Sack Imam ElBayly For Promoting Death

by Drima on April 24, 2007

So says Aisha. Me agrees:

Ayaan Hirsi Ali is a nut job. Yet her clerical detractors never learn: bad press from panting fundamentalists is good press for her. Now, yet another sheikh has joined the ecclesiastical rush to beat the dead Hirsi Ali horse. In the runup to a lecture by Ali at a university near his hometown in Pennsylvania, Imam Fouad ElBayly of the Johnstown Islamic Center had this to say:

She has been identified as one who has defamed the faith. If you come into the faith, you must abide by the laws, and when you decide to defame it deliberately, the sentence is death.

He then goes on to say that of course one shouldn’t expect Ali to be executed in the US; instead, she should be expedited to an Islamic country for trial and sentencing. “Islam is a very merciful religion if you try to understand it,” he says.

His simpering comes too late to be in any way believable; he has already read out Ali’s death sentence. It’s a pathetic gesture at judicial fairness from a man who has appointed himself judge, jury and would-be executioner.

Continue reading here. Go girl!

{ 3 comments… read them below or add one }

1 Andrew Brehm 04.24.07 at 4:30 pm

I don’t understand why there is even a discussion about a death penalty for apostasy.

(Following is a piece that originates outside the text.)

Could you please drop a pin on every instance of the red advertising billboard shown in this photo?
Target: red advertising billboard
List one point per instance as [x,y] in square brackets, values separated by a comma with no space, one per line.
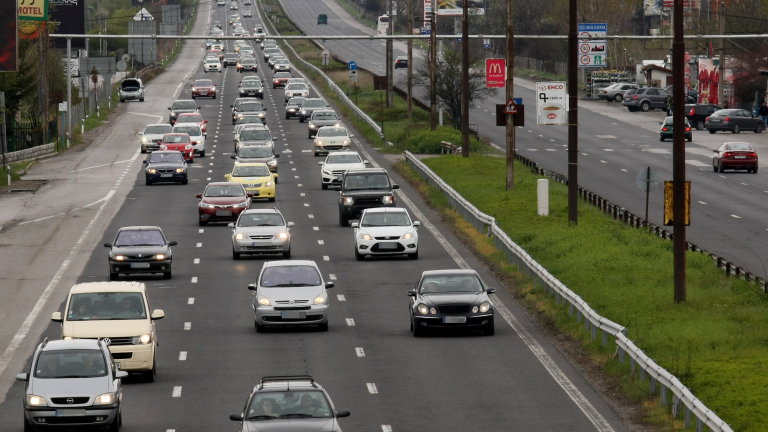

Is the Islamic faith so weak that a specific punishment is needed for those who no longer believe?

(East Germany needed a border fence and wall to keep people from leaving. The United States require a border fence to keep people from entering.)

Is the god of Islam so powerless that he needs man to carry out punishments for crimes against the god?

(A “god” is not G-d. If the god of Islam is not as powerful as the god I believe in, the god of Islam remains _a god_ rather than the allmighty Himself.)

That “cleric’s” god is apparently not able to punish the apostate Ali within a Christian country. Weird. Is the Christian god so much stronger that he can prevent the Islamic god from acting?

If an alien being looked at the situation, would it conclude that that cleric’s god is all-powerful and forgiving? Would it conclude that that cleric’s god is the same god as the god of the United States and Israel?

Here’s what I think, and it is extreme: that cleric’s god is the god of Al-Qaeda and Hizbullah. It is the god who wants his followers to bomb mosques and synagogues, to kill Jews and Christians and Muslims, to replace traditional Arab monarchies (run by Muhammed’s family no less) with a new government, and to make Islam and all followers of monotheism look like fundamentalist idiots.

That cleric is a pagan. His demands for a human blood sacrifice are pagan. The one true god doesn’t demand human sacrifices.

He attacks Ali not because she is an atheist but because she doesn’t believe in his god. But no good human being does. That she doesn’t believe in the one true god is perhaps unfortunate, but atheism is probably a good defence against falling under the spell of that new paganism.

So… just had to make this rather religious point now.

2 Drima 04.24.07 at 4:51 pm

Hilarious but interesting perspective Andrew :)

3 Andrew Brehm 04.24.07 at 7:03 pm

It’s hilarious, but it’s true, Drima.

Look again at the cartoon protesters and tell me that they are not idolising Muhammed.

Show me a terrorist who blows up, as they often do, a mosque or synagogue, two places (the real) Islam acknowledges as houses of prayer, and tell me that he is more Muslim than pagan.

Show me a “Palestinian” “resistance” fighter who targets children in a kindergarden and explain to me how he follows Muhammed’s teachings rather than the old habit of killing undesired children, which was practiced in pagan Rome.

Explain to me how Ahmadinejad’s call to destroy Israel (the land G-d gave to the Jews) would not affect Jerusalem, the third holiest city of Islam. Is it normal for Muslims to want to destroy holy cities? It is normal for the Iranian pagans.

Look at Saudi-Arabia where tribal law outweighs Islamic law when it comes to marriage and tell me that Arab tribal law is not a pagan relic that Islam sought to replace (for good reason).

In fact you might find, and that is a more general discussion, that many of the more barbaric parts of the Qur’an and Islamic law have been replacing even more barbaric pagan traditions, probably as a compromise.

During the crusades that same paganism called itself Christianity. Now it calls itself Islam. But should I support the notion that a religion based on my own is evil?

Get used to it, Islamic symbolism is now the symbolism of evil, like the crucifix was during the middle ages in Europe at times, like the swastika since the early 20th century.